Un piatto di pasta alla cannabis, presentata da Ecopassion durante Tuttofood
Un piatto di pasta alla cannabis, presentata da Ecopassion durante Tuttofood

Tante sono infatti le varianti della canapa nel piatto, dai biscotti e dai taralli al pane di canapa, dalla farina di canapa all’olio, ma c’è anche chi usa la canapa per produrre ricotta, tofu e una gustosa bevanda vegana, oltre che la birra. Dalla canapa si ricavano oli usati per la cosmetica, resine e tessuti naturali ottimi sia per l’abbigliamento, poiché tengono fresco d’estate e caldo d’inverno, sia per l’arredamento, grazie alla grande resistenza di questo tipo di fibra. Se c’è chi ha utilizzato la canapa per produrre veri e propri eco-mattoni da utilizzare nella bioedilizia per assicurare capacità isolante sia dal caldo che dal freddo, non manca il pellet di canapa per il riscaldamento che assicura una combustione pulita.

“Oggi c’è un diffusa consapevolezza internazionale delle opportunità che possono venire da queste coltura ed è pertanto necessario è necessario su un tema così delicato l’intervento del Parlamento”

Ha affermato il presidente della Coldiretti Ettore Prandini nel sottolineare la necessità di tutelare i cittadini senza compromettere le opportunità di sviluppo del settore.

Perchè si smise di coltivare canapa in Italia?

La fine della coltivazione della canapa in Italia avvenne a causa della progressiva industrializzazione e dell’avvento del “boom economico” che ha imposto sul mercato le fibre sintetiche, ma anche dalla campagna internazionale contro gli stupefacenti che ha gettato un ombra su questa pianta.

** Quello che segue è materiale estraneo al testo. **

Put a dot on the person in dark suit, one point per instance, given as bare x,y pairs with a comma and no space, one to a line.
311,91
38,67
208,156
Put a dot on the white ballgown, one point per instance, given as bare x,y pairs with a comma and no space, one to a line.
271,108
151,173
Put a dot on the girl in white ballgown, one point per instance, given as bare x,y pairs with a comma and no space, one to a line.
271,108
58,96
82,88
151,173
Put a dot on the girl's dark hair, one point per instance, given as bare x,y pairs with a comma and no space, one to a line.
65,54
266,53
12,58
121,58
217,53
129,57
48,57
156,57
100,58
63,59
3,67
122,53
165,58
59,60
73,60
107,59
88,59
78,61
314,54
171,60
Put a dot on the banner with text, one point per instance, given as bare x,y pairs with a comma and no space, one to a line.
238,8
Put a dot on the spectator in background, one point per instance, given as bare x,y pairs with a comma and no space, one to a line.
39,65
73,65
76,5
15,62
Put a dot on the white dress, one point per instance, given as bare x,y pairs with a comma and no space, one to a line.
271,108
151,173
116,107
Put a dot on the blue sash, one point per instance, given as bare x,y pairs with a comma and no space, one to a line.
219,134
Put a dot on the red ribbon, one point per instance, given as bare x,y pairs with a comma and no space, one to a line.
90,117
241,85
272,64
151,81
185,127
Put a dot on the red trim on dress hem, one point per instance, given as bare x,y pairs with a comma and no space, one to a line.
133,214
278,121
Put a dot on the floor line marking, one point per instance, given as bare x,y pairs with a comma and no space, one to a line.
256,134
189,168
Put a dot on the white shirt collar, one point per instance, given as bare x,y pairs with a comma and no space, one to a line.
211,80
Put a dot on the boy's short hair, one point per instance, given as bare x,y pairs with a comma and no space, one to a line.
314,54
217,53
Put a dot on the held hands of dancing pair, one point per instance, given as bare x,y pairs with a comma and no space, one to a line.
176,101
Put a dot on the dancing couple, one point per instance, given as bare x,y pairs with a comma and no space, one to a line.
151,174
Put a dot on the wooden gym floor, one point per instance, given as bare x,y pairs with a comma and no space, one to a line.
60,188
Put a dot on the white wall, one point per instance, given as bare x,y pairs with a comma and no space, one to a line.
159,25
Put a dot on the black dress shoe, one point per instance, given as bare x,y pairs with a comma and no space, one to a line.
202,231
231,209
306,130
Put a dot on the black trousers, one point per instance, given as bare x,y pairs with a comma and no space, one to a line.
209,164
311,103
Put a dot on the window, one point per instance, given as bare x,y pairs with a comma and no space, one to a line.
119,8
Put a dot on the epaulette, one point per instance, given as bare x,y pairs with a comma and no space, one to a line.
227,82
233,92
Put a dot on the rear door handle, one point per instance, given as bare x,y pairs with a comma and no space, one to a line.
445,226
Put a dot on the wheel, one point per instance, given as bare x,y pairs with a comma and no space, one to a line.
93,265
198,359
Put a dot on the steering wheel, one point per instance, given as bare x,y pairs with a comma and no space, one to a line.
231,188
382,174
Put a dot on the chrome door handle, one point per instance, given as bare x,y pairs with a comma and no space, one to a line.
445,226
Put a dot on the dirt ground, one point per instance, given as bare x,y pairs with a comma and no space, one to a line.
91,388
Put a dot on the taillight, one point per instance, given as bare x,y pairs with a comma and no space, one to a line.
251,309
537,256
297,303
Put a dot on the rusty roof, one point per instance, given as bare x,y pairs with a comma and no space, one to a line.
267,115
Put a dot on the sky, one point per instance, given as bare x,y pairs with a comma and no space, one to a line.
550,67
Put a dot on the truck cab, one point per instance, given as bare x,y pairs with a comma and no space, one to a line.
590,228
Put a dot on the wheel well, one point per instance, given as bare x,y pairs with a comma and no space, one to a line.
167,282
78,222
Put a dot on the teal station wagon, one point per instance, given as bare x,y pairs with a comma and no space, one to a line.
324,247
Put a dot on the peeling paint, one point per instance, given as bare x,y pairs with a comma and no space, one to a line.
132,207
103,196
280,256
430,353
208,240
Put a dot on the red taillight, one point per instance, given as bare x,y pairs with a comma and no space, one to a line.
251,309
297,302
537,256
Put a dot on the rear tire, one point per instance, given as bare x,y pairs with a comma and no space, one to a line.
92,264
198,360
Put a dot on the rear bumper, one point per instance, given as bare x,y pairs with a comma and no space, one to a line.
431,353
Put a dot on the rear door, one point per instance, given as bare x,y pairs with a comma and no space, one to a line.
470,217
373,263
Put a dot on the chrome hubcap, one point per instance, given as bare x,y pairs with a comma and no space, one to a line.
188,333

ll Governo italiano nel 1961 sottoscrisse una convenzione internazionale chiamata “Convenzione Unica sulle Sostanze Stupefacenti” (seguita da quelle del 1971 e del 1988), in cui la canapa sarebbe dovuta sparire dal mondo entro 25 anni dalla sua entrata in vigore mentre nel 1975 esce la “legge Cossiga” contro gli stupefacenti, e negli anni successivi gli ultimi ettari coltivati a canapa sparirono. Fino ad oggi.

Cosa dice la legge?

legge cannabis

A regolamentare la coltivazione e l’impiego di cannabis in Italia c’è la legge 242 del 2016. Che ne consente la coltivazione, l’impiego in molti settori e anche la promozione nel caso vengano incentivate e valorizzate filiere locali.

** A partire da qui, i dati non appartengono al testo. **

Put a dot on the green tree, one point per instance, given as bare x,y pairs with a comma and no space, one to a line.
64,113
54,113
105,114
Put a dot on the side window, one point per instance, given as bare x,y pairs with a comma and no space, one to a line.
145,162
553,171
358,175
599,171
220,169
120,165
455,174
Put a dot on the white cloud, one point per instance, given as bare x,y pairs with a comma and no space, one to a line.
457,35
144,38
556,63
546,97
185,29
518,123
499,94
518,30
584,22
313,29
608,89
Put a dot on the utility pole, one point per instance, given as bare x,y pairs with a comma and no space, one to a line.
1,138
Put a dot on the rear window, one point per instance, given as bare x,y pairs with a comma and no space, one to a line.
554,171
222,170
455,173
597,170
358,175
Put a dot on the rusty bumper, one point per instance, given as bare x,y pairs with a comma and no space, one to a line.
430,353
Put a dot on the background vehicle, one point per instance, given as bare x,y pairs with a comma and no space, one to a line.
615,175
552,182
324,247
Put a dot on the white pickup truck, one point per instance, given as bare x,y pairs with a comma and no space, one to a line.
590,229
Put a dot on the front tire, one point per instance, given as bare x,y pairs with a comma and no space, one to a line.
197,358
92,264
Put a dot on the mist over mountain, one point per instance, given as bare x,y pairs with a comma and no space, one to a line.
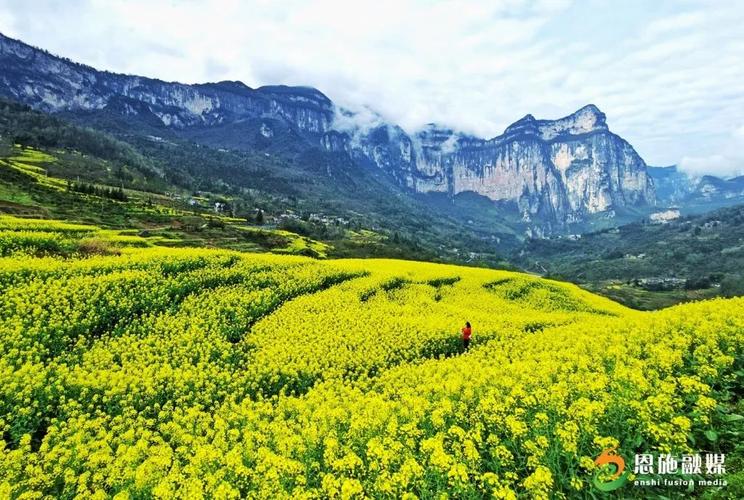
551,175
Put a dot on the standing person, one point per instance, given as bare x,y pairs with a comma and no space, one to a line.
466,333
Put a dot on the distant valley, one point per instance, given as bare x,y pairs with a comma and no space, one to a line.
348,186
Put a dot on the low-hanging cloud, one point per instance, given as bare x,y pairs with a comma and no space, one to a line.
669,75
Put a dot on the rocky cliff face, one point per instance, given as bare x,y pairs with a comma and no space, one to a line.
558,171
555,172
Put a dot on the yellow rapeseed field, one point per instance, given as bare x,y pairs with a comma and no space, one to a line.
191,373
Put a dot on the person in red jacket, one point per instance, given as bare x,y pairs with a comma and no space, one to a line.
466,333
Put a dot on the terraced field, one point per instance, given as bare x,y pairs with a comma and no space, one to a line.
160,373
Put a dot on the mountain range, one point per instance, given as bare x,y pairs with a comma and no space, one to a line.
544,176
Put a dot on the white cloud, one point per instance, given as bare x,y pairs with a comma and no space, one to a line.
728,163
669,75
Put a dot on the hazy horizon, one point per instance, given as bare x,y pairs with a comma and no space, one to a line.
668,76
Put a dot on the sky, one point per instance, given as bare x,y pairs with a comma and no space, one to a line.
668,74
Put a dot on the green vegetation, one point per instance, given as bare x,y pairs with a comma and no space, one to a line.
648,266
200,373
166,180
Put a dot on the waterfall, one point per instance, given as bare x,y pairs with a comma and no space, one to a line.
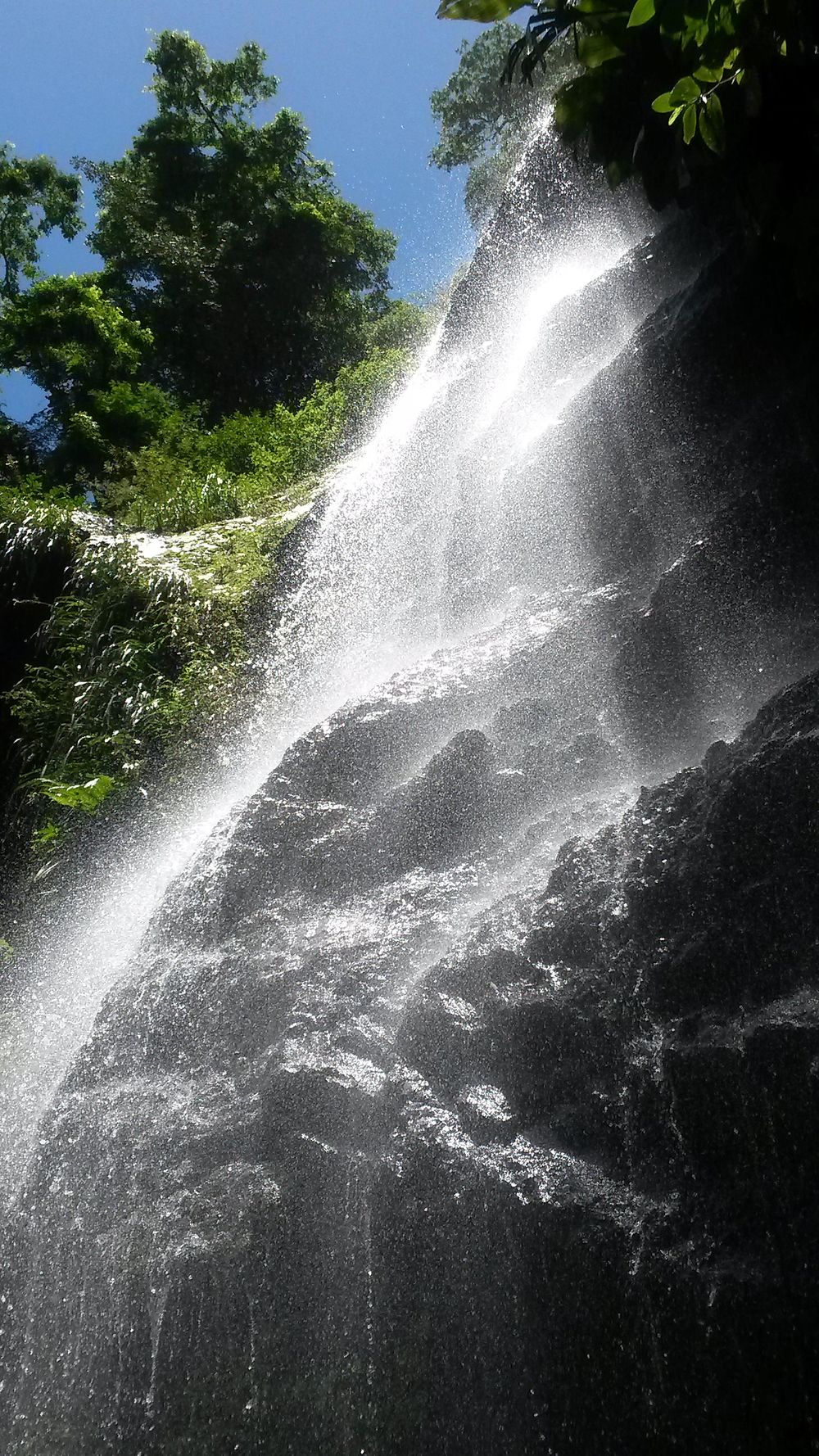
213,1069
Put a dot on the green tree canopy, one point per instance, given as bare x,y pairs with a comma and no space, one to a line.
482,120
699,98
229,241
85,354
35,198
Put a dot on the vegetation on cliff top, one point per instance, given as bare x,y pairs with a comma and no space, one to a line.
703,101
235,338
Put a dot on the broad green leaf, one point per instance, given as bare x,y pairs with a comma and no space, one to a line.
596,50
643,11
686,92
486,11
713,125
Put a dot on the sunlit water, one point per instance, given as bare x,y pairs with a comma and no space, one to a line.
405,561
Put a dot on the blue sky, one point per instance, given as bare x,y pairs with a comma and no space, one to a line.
360,72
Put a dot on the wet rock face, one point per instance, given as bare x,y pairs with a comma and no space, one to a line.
559,1193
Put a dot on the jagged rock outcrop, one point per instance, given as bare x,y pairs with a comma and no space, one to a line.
564,1199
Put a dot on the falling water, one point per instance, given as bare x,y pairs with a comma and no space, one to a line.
439,717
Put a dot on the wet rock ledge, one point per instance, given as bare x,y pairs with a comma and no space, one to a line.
646,1244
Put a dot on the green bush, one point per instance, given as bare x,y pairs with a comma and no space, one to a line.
251,463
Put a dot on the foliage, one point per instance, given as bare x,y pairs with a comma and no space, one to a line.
130,654
482,120
191,475
229,241
35,198
686,95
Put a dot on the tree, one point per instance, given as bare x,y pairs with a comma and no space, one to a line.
701,99
482,120
229,241
35,198
85,354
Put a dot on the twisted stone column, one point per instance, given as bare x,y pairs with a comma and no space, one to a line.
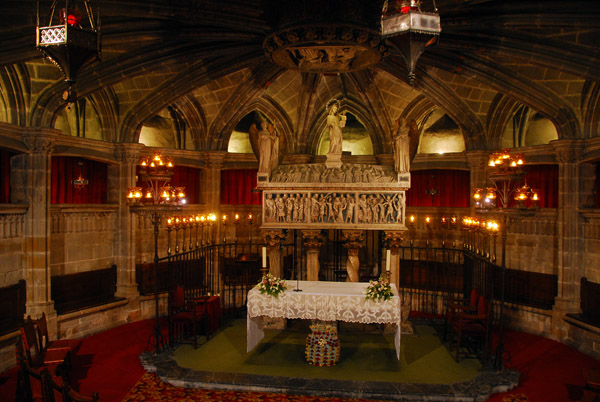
393,240
353,241
273,239
312,241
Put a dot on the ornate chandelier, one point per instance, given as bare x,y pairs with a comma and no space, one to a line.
157,172
411,28
67,41
506,175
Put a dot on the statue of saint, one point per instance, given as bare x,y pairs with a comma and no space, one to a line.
268,145
401,146
265,146
335,122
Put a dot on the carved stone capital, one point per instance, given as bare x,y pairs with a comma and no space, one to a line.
39,143
312,239
393,240
353,240
214,160
273,238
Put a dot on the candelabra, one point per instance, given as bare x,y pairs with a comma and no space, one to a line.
155,201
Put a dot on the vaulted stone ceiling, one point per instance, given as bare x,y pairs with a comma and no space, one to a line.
207,58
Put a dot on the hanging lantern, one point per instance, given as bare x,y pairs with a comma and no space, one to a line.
412,30
67,42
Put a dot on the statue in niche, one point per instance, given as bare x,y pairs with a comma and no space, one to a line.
401,146
266,139
336,121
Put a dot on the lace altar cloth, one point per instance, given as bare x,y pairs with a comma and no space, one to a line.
321,300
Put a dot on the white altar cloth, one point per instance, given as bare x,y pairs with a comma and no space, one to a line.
321,300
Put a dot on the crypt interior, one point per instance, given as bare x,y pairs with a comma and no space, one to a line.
202,81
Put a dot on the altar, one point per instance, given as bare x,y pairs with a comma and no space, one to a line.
321,300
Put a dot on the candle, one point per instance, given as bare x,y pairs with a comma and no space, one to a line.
387,260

Nell’articolo 2 del testo di legge sono indicate le applicazioni che consentono la coltivazione della canapa. La coltivazione delle varieta’ di canapa legali (ovvero non quelle che possono avere effetti psicotropi, ovvero con concentrazione di tetraidracannabinolo, THC, tra lo 0,2% e lo 0,6%) possono essere impiegate per ottenere diversi prodotti tra i quali:

“…alimenti e cosmetici prodotti esclusivamente nel rispetto delle discipline dei rispettivi settori; semilavorati, quali fibra, canapulo, polveri, cippato, oli o carburanti, per forniture alle industrie e alle attivita’ artigianali di diversi settori, compreso quello energetico; c) materiale destinato alla pratica del sovescio (un metodo naturale per fertilizzare i terreni senza sostanze chimiche..ndr)”

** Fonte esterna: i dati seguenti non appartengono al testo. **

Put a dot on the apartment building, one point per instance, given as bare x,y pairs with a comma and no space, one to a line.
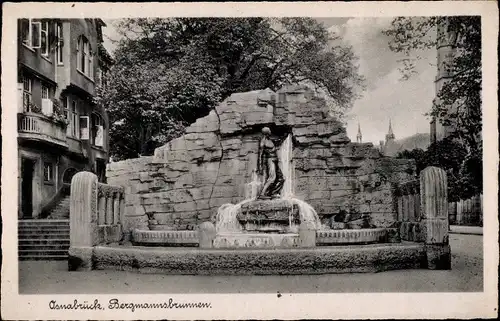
61,130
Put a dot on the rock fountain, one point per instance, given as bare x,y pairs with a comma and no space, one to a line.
224,199
270,216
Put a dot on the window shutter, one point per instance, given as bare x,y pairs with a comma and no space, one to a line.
99,137
84,127
47,107
20,96
36,35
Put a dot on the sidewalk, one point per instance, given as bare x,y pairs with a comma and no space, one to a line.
461,229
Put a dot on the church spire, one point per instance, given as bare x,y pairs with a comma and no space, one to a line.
359,136
390,134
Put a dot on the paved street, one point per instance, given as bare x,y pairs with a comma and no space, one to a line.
466,275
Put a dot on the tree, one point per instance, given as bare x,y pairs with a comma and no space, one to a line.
464,173
459,100
169,72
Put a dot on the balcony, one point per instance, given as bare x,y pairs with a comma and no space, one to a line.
37,127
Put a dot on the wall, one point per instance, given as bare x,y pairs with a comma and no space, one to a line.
190,177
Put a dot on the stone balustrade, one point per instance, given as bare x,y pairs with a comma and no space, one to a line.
96,217
361,236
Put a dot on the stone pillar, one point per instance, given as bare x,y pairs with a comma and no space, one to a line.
434,213
83,221
206,235
116,208
102,209
109,207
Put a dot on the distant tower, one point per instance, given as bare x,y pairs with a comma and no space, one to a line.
390,135
359,136
445,54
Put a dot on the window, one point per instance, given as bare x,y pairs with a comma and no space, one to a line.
31,33
44,38
84,127
48,172
97,130
85,59
45,92
59,51
74,119
27,95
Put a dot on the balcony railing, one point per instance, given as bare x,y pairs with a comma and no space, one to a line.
39,127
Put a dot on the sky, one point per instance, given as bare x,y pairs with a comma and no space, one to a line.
386,97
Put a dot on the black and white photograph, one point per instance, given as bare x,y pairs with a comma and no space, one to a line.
171,162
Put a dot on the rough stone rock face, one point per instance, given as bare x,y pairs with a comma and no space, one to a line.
189,178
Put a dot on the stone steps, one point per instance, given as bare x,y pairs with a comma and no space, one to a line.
43,239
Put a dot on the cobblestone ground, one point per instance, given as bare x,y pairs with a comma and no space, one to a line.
466,275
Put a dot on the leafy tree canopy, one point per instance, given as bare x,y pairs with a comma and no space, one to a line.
464,170
169,72
463,90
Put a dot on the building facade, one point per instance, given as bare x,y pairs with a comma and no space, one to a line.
61,131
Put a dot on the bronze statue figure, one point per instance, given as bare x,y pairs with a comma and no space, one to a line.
268,164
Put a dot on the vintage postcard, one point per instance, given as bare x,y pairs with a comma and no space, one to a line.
313,160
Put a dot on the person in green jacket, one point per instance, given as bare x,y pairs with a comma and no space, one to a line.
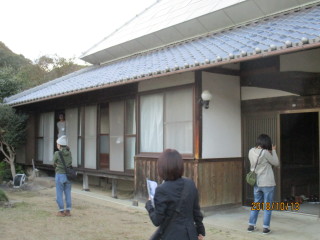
63,185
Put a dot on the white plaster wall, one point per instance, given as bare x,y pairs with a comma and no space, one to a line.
248,93
306,61
221,126
168,81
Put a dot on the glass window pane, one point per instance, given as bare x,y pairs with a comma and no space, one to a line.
179,136
130,152
151,123
178,124
40,125
131,116
179,105
40,149
104,144
80,122
104,120
116,136
79,151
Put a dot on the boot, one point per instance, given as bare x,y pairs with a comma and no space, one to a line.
60,214
67,213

La legge prevede anche incentivi per costruire filiere locali di cannabis.

La sentenza della Corte di Cassazione che sta facendo discutere

sentenza corte di cassazione sulla cannabis light
credits photo: Altalex

Federcanapa: “Non chiuderanno i canapai”

Malgrado le dichiarazioni di moltissime testate giornalistiche, la soluzione delle sezioni unite penali della Corte di Cassazione però, secondo Federcanapa, non determina la chiusura generalizzata dei negozi che offrono prodotti a base di canapa. Il testo della soluzione dice infatti chiaramente che la cessione, vendita e in genere la commercializzazione al pubblico di questi prodotti è reato “salvo che tali prodotti siano in concreto privi di efficacia drogante”.

Quindi la Cassazione ha ritenuto che condotte di cessione di derivati di canapa industriale privi di efficacia drogante NON rientra nel reato di cui all’art. 73 del T.U. Stupefacenti.

E sul punto, da anni, la soglia di efficacia drogante del principio attivo THC è stata fissata nello 0,5% come da consolidata letteratura scientifica e dalla tossicologia forense. Pertanto non può considerarsi reato vendere prodotti derivati delle coltivazioni di canapa industriale con livelli di Thc sotto quei limiti.

Federcanapa aggiunge inoltre “Ci auguriamo che anche le forze dell’ordine si attengano a questa netta distinzione tra canapa industriale e droga nella loro azione di controllo e che non si generi un clima da “caccia alle streghe” con irreparabili pregiudizi, patrimoniali e non, per le numerose aziende del settore.

Ogni ulteriore considerazione dovrà essere rimandata alla pubblicazione delle motivazioni della sentenza da cui potrà essere desunto l’impianto logico-giuridico seguito dalla Corte e che potrà fornire ulteriori spunti di riflessione.

Il parere di Federcanapa su alimentari e infiorescenze

Il 3 giugno Federcanapa ha rilasciato un’ulteriore nota di commento alla sentenza della corte di Cassazione.

“Il pronunciamento delle sezioni penali unite della Cassazione, aldilà del merito giuridico, sta creando forte preoccupazione in tutto il settore e in particolare in chi commercia prodotti in canapa. Una preoccupazione amplificata ad arte dalle dichiarazioni del nostro Ministro dell’Interno durante e dopo la campagna elettorale, che si ostina a identificare i negozi di articoli in canapa con luoghi di spaccio di droga.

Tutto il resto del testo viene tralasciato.